In this case, the project is run by Dido Harding, known best for almost destroying Talk Talk when they gave hackers access to their customer database and couldn’t see anything wrong with that. So this is not unexpected.
 
Protecting health and saving lives is more important than blindly enforcing the rules. Apple & Google need to be more flexible.
This is just ridiculously stupid. We can protect health and save lives by making people _use_ this app. And we make them use it by giving strong guarantees that their privacy is protected. If that update went through I’d instantly delete the app from my phone and tell all friends and relatives to do the same. Lives and health would be much better protected by firing Dido Harding instantly.
 
A contact tracing app can either honour privacy or be effective. Pick one. Contact tracing is against privacy.

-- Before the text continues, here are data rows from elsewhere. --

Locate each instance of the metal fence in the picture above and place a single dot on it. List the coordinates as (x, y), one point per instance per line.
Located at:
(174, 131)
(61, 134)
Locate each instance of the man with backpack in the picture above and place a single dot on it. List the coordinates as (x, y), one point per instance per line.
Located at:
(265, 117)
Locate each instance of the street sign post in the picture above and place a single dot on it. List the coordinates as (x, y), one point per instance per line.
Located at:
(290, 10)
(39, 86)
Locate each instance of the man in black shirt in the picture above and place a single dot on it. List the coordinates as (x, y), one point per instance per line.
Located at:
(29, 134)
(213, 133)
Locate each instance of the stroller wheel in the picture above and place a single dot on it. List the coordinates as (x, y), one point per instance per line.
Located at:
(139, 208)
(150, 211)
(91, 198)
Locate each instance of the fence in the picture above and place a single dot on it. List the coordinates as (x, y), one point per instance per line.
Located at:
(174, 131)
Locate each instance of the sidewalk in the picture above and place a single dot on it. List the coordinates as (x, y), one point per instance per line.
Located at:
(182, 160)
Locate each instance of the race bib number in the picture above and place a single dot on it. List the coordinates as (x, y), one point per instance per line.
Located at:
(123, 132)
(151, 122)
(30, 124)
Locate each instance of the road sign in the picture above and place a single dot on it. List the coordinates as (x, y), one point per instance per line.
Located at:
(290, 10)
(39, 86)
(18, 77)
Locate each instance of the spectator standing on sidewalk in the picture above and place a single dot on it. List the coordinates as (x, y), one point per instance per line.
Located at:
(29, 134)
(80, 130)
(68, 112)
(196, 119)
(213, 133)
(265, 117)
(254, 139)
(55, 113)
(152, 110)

Apple's and Google's approach is good from the privacy perspective. Some Asian countries have used quite effective contact tracing apps, but they are quite 1984ish.
False. The Apple/Google API allowed contact tracing while respecting privacy, that was the whole point. It could alert you if you’d been exposed without needing to track your location. Next time do basic research before you embarrass yourself.
 
The team behind this app are a disaster. First it was months late and now this! Surely someone had the brains to think of this. Millions of ££ wasted on something that other countries out together in a month. Disgraceful waste of tax payers money really. Wonder if the devs owned a bar before and are mates with Hancock.
yep, the political landscape here in the UK is awfully dismal.
 
Protecting health and saving lives is more important than blindly enforcing the rules. Apple & Google need to be more flexible.
I do not believe this is that simple.

If we say that health and saving lives is the most important value above everything else, our world should look very different from what it is now. Alcohol and unhealthy food should be banned today, walking 10 000 steps a day should be mandatory, maximum speed limit 20 mph.

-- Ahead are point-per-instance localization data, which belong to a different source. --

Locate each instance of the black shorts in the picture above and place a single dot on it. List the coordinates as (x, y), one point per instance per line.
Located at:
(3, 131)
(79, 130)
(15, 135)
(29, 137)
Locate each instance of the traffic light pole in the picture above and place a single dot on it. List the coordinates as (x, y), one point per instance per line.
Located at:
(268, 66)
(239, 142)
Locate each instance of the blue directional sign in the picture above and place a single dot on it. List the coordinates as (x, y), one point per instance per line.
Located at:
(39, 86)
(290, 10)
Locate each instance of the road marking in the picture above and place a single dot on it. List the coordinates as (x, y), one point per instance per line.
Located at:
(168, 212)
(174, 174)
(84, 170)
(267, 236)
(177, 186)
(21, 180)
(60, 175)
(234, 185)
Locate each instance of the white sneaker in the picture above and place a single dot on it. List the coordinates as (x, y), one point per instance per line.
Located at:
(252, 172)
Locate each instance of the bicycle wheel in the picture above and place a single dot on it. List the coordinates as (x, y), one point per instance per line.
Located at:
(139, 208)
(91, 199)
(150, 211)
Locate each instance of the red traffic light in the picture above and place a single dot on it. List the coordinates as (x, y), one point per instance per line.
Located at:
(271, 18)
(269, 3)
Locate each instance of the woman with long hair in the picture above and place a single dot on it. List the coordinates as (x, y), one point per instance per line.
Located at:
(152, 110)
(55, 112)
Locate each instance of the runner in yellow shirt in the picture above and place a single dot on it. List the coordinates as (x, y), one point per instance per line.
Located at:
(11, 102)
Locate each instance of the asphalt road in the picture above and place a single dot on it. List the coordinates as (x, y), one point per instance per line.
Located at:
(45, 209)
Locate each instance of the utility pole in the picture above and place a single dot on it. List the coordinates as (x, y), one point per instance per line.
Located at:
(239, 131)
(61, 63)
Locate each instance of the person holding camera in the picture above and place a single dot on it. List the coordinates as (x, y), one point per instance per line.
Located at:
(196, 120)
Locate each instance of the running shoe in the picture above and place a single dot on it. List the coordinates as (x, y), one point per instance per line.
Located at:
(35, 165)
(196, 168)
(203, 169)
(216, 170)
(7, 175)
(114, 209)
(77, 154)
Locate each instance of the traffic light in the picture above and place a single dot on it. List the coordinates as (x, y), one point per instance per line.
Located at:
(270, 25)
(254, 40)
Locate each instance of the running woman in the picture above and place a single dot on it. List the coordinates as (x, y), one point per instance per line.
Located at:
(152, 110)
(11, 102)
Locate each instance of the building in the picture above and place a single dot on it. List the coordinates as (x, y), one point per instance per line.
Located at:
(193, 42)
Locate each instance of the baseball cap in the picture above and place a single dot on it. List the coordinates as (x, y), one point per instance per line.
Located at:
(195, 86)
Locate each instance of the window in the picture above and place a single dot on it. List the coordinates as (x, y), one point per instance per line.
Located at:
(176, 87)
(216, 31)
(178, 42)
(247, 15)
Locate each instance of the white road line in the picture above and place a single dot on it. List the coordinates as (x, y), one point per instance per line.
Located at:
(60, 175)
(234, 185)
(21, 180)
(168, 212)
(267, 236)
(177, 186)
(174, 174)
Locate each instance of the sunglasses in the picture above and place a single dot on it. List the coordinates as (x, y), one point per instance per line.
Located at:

Health is an important value, but we have already accepted that even there we can make compromises. Privacy is an important value, as well, and tracking puts these two values in conflict. Making that compromise is a matter of values, and there is no "of course" in the answer.
 
i’m not even sure why they need QR code’s or any other kind of database given how this Google/Apple API already handles telling users if they have been in proximity to somebody who has tested positive. Seems suspicious of the NHS and makes me wonder if this was a test case to stir political action against Apple.
 
The UK government is corrupt to its core and it shows through this shambled of a tracker app.

Why did they not use the Apple / Google tracking API from the start and there would have been no issues, no battery drain problems with the other app, and it would have worked for users who must travel between countries.

Moreover, they would have been able to implement it in weeks, instead of the months it took.

The fact is, there are some fat cats, getting even fatter (including Johnson).